Index bloat in bad hands
© Laurenz Albe 2021

PostgreSQL v12 brought more efficient storage for indexes, and v13 improved that even more by adding deduplication of index entries. But Peter Geoghegan is not done yet! PostgreSQL v14 will bring “bottom-up” index entry deletion, which is targeted at reducing unnecessary page splits, index bloat and fragmentation of heavily updated indexes.

Why do we get index bloat?

In a B-tree index, there is an index entry for every row version (“tuple”) in the table that is not dead (invisible to everybody). When VACUUM removes dead tuples, it also has to delete the corresponding index entries. Just like with tables, that creates empty space in an index page. Such space can be reused, but if no new entries are added to the page, the space remains empty.

This “bloat” is unavoidable and normal to some extent, but if it gets to be too much, the index will become less efficient:

  • for an index range scan, more pages have to be scanned
  • index pages cached in RAM means that you cache the bloat, which is a waste of RAM
  • fewer index entries per page mean less “fan out”, so the index could have more levels than necessary

This is particularly likely to happen if you update the same row frequently. Until VACUUM can clean up old tuples, the table and the index will contain many versions of the same row. This is particularly unpleasant if an index page fills up: then PostgreSQL will “split” the index page in two. This is an expensive operation, and after VACUUM is done cleaning up, we end up with two bloated pages instead of a single one.

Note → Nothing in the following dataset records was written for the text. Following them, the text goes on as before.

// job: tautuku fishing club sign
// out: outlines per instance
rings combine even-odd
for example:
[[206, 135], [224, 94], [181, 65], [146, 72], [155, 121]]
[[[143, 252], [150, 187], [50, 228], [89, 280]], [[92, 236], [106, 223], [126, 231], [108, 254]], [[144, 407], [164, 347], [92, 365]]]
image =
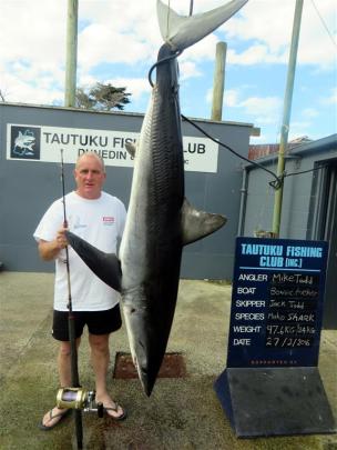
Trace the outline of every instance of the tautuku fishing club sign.
[[[133, 167], [125, 144], [136, 143], [137, 139], [139, 133], [127, 131], [8, 123], [7, 159], [59, 162], [63, 149], [64, 162], [74, 163], [82, 153], [95, 151], [105, 166]], [[186, 171], [217, 172], [217, 143], [206, 138], [184, 137], [183, 146]]]

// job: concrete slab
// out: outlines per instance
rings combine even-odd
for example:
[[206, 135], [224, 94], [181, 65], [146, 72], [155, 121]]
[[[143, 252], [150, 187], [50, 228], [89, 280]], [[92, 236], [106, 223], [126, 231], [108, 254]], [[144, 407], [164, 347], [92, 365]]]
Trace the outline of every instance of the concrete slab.
[[[55, 402], [57, 342], [50, 336], [53, 276], [0, 273], [2, 449], [75, 448], [71, 418], [52, 432], [37, 424]], [[139, 380], [113, 379], [116, 352], [129, 352], [125, 329], [111, 338], [109, 388], [127, 409], [122, 423], [85, 414], [85, 449], [336, 450], [336, 434], [237, 439], [214, 392], [226, 362], [231, 286], [182, 280], [167, 351], [182, 353], [187, 377], [161, 378], [147, 399]], [[93, 389], [86, 337], [79, 352], [80, 380]], [[337, 417], [335, 331], [323, 331], [319, 371]]]

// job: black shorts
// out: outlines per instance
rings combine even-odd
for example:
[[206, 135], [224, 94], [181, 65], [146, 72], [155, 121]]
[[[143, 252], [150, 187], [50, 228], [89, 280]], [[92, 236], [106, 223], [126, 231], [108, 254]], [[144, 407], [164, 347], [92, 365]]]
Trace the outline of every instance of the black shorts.
[[[80, 338], [86, 324], [91, 334], [109, 334], [122, 327], [120, 304], [105, 311], [73, 311], [75, 337]], [[53, 314], [52, 336], [58, 341], [69, 341], [68, 311], [57, 311]]]

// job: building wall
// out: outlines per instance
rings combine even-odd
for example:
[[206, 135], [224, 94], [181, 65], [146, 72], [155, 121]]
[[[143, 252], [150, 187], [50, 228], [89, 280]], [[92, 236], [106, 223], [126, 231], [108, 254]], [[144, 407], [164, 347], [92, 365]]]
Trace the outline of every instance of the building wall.
[[[6, 270], [52, 271], [53, 263], [39, 259], [32, 233], [49, 204], [61, 197], [60, 163], [12, 160], [7, 157], [8, 123], [35, 127], [64, 127], [88, 130], [140, 132], [142, 114], [103, 113], [65, 108], [44, 108], [0, 103], [0, 261]], [[241, 154], [248, 152], [251, 124], [197, 121], [214, 138]], [[183, 122], [183, 134], [200, 137]], [[65, 190], [73, 189], [73, 164], [64, 164]], [[106, 167], [104, 189], [127, 207], [132, 168]], [[217, 172], [185, 173], [186, 197], [198, 209], [223, 213], [227, 224], [187, 246], [183, 252], [182, 277], [194, 279], [231, 279], [234, 241], [237, 233], [242, 170], [239, 160], [218, 150]]]
[[[330, 139], [333, 141], [333, 139]], [[323, 148], [319, 147], [319, 141], [315, 142], [316, 151], [310, 151], [314, 144], [303, 146], [297, 148], [286, 158], [287, 176], [284, 179], [284, 193], [282, 207], [282, 221], [279, 237], [286, 239], [308, 239], [312, 223], [309, 220], [310, 203], [313, 191], [319, 173], [317, 170], [309, 171], [315, 168], [316, 163], [325, 163], [326, 161], [337, 158], [337, 144], [325, 146], [326, 139], [321, 140]], [[306, 151], [308, 149], [308, 151]], [[276, 173], [277, 159], [276, 157], [258, 160], [266, 169]], [[247, 186], [246, 186], [246, 206], [243, 224], [243, 236], [254, 236], [255, 231], [264, 230], [272, 231], [273, 212], [275, 201], [275, 190], [269, 186], [274, 178], [263, 169], [251, 164], [248, 168]], [[298, 172], [305, 172], [296, 174]]]
[[[274, 157], [258, 162], [276, 172]], [[246, 171], [239, 229], [242, 236], [253, 237], [257, 230], [273, 230], [274, 190], [268, 186], [273, 177], [253, 164]], [[324, 328], [337, 329], [337, 136], [294, 149], [286, 160], [286, 172], [298, 174], [284, 181], [279, 238], [329, 243], [323, 320]]]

Current features to improve index bloat and performance

HOT tuples

The creation of HOT tuples is perhaps the strongest weapon PostgreSQL has to combat unnecessary churn in the index. With this feature, an UPDATE creates tuples that are not referenced from an index, but only from the previous version of the table row. That way, there is no need to write a new index entry at all, which is good for performance and completely avoids index bloat.

Read more in my article about HOT updates.

Killing index tuples

When an index scan encounters an entry that points to a dead tuple in the table, it will mark the index entry as “killed”. Subsequent index scans will skip such entries even before VACUUM can remove them. Moreover, PostgreSQL can delete such entries when the index page is full, to avoid a page split.

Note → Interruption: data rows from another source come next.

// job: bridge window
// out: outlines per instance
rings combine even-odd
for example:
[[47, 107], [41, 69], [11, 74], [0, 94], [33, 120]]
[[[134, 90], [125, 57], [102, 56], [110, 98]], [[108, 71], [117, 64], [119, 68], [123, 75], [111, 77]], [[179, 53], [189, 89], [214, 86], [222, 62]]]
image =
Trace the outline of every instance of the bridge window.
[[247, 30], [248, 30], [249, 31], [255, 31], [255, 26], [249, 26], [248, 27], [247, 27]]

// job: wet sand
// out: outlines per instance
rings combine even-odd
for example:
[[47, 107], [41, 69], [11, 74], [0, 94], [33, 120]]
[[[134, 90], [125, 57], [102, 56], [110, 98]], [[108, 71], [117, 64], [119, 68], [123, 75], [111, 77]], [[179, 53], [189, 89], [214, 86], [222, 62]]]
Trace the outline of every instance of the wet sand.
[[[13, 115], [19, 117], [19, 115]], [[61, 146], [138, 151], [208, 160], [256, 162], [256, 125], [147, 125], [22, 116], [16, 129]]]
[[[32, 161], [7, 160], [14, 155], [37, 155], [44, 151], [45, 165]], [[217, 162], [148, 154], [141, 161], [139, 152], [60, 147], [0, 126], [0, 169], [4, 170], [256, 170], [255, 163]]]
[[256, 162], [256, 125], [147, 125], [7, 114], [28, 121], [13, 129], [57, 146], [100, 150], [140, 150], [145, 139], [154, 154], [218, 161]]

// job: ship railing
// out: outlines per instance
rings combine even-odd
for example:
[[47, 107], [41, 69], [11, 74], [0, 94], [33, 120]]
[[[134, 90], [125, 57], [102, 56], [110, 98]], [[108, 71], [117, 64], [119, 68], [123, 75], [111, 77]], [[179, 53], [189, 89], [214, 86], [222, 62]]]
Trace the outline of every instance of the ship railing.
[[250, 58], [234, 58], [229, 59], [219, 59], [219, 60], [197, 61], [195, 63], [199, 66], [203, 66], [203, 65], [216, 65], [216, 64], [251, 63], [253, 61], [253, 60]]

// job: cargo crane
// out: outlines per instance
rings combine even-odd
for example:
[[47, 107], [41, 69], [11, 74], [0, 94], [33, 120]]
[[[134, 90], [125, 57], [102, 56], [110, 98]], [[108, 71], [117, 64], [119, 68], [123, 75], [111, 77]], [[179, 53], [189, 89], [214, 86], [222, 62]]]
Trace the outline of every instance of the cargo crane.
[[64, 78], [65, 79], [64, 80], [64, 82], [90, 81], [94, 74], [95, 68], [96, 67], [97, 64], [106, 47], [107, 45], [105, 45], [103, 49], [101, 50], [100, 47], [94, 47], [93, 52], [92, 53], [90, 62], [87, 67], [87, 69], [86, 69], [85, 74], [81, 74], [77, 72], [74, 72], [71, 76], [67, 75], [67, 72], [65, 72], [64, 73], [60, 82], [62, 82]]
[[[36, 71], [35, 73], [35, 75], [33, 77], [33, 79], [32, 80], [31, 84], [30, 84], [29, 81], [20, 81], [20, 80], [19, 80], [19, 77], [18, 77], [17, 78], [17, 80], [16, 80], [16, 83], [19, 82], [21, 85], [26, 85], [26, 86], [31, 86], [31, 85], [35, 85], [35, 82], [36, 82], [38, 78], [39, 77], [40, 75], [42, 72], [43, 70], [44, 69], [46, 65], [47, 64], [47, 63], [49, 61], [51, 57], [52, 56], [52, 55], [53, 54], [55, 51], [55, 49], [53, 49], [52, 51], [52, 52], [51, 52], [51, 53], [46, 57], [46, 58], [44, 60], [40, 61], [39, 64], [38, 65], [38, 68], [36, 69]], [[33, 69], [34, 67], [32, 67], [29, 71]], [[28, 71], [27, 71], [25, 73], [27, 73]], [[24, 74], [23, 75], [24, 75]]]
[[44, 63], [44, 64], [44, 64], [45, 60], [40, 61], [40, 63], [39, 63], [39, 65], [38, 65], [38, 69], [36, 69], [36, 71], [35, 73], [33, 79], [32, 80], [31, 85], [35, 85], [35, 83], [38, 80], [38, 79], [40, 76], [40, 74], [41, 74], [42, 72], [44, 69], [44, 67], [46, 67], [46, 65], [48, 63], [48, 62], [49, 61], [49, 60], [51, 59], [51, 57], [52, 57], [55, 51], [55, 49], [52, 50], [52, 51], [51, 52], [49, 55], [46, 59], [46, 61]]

See my article on killed index tuples for details.

How does v14 reduce index bloat even further?

“Bottom-up index tuple deletion” goes farther than the previous approaches: it deletes index entries that point to dead tuples right before an index page split is about to occur. This can reduce the number of index entries and avoid the expensive page split, together with the bloat that will occur later, when VACUUM cleans up.

In a way, this performs part of the work of VACUUM earlier, at a point where it is useful to avoid index bloat.

A test case

To demonstrate the effects of the new feature, I performed a custom pgbench run on PostgreSQL v13 and v14.

This is the table for the test:

CREATE TABLE testtab (
   id        bigint
      CONSTRAINT testtab_pkey PRIMARY KEY,
   unchanged integer,
   changed   integer
   SELECT i, i, 0
   FROM generate_series(1, 10000) AS i;
CREATE INDEX testtab_unchanged_idx ON testtab (unchanged);
CREATE INDEX testtab_changed_idx ON testtab (changed);

This is the pgbench script called “bench.sql”:

\set id random_gaussian(1, 10000, 10)
UPDATE testtab SET changed = changed + 1 WHERE id = :id;
UPDATE testtab SET changed = changed + 1 WHERE id = :id;
UPDATE testtab SET changed = changed + 1 WHERE id = :id;
UPDATE testtab SET changed = changed + 1 WHERE id = :id;
UPDATE testtab SET changed = changed + 1 WHERE id = :id;
UPDATE testtab SET changed = changed + 1 WHERE id = :id;
UPDATE testtab SET changed = changed + 1 WHERE id = :id;
UPDATE testtab SET changed = changed + 1 WHERE id = :id;
UPDATE testtab SET changed = changed + 1 WHERE id = :id;
UPDATE testtab SET changed = changed + 1 WHERE id = :id;

I chose a normal distribution, because in real life there are usually some (recent?) table rows that receive more updates than others. The row is updated ten times, in order to make it more likely that the affected page will have to be split.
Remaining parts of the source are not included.